Historian Le Failler, from the Vien Dong Bac Co Institute, has spent a decade in Vietnam, charmed by stone carvings in Sa Pa.

“The Sa Pa stone carving site has attracted me since long ago. The site is not only beautiful, but has valuable objects for science,” Le Failler said.


Sa Pa, a mountain mecca for tourists, is located in the Muong Hoa valley, Lao Cai Province. It is surrounded by the towering Phanxipan Mountain, in the foothills of which, ancient stone carvings attract many researchers, including Le Failler.


At the site, nearly 300 stones bear sophisticated carvings. The largest stone is about 55sq.m while the smallest is the size of a table. The stones are carved into compasses, maps, human effigies, or what are believed to be religious symbols. One stone bears inscription in a special language, believed to be that of an ancient tribe. Each stone holds a secret and an interesting tale.
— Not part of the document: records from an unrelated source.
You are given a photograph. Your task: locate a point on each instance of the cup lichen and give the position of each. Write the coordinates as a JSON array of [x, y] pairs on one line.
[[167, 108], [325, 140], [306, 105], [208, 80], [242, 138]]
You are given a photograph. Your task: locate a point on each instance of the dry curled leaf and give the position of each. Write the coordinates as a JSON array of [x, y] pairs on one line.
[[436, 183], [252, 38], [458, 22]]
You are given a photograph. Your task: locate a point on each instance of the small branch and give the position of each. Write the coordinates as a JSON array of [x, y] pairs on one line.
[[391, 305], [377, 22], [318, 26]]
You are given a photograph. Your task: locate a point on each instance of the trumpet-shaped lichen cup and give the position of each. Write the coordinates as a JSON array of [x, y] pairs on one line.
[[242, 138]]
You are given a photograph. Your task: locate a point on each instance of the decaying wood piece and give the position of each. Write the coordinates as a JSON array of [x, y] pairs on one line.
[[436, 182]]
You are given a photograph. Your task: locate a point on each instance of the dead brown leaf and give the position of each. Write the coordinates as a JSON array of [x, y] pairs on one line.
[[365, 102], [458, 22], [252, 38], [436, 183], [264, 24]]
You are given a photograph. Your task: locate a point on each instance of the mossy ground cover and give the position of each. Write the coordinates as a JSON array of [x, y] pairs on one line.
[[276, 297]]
Several stones lie next to the houses of local H’Mong people, while others dot the springs and fields. H’Mong elders say there are stones throughout the valley, and scientists believe the stones were crafted by the ancestors of the H’Mong people.


In 1925, French professor Victor Goloubev published a research paper on the ‘Carved stones of Sa Pa”. He compared the designs to stone carvings by Laotian and Mongolian peoples, aiming to find their source. Continuing the effort, Le Failler has discovered more of their secrets.


Le Failler and his colleagues have made 1,321 rubbings from the stones, using 750sq.m of paper; and have taken 1,900 photos. They have identified and located 100 such stones, but their work is often interrupted by troublesome mountain weather. They plan to focus on another 100 stones in Muong Hoa. Le Failler said he wants to finish his fieldwork soon, and host a conference on his findings at the end of year.


Le Failler grizzled about the originality of many stones, claiming many are carved by visitors. “Such vandalism destroys the heritage of the area, and makes our research much more difficult,” He said, advocating protection of the stone site.